Here lies the greatest paradox: Therizinosaurus, one of prehistory's most iconic creatures, is known only from fragmentary bones β€” arms, ribs, and some leg bones. We don't have a complete skull. We don't have a whole skeleton. Every reconstruction we see today is based on educated guesses β€” estimates based on related species like Erlikosaurus, which was smaller but much more completely preserved.

The family: Five genera are recognized today in the therizinosaurids: Beipiaosaurus, Falcarius, Alxasaurus, Erlikosaurus, and Therizinosaurus. Therizinosaurus was the largest β€” but paradoxically, the least known anatomically.

To this day, this massive dinosaur remains an enigma. A theropod that doesn't eat meat. A predator's body that feeds on ferns. Scythe claws that probably weren't for fighting. And a body that, without its smaller relatives, would remain completely unclassifiable. Therizinosaurus reminds us that evolution doesn't follow rules β€” it just works.

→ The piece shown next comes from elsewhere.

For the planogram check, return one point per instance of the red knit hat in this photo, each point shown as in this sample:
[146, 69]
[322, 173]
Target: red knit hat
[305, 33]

In Mongolia's Nemegt Formation, where its fossils were found, Therizinosaurus shared its world with an impressive cast: Tarbosaurus (the region's largest predator), the armored ankylosaur Tarchia, the giant hadrosaur Saurolophus, and dozens of smaller dinosaurs. Late Cretaceous Mongolia was a world of floodplains, slow rivers, and dense vegetation β€” ideal for a bulky herbivore with scythe-like claws and an endless appetite.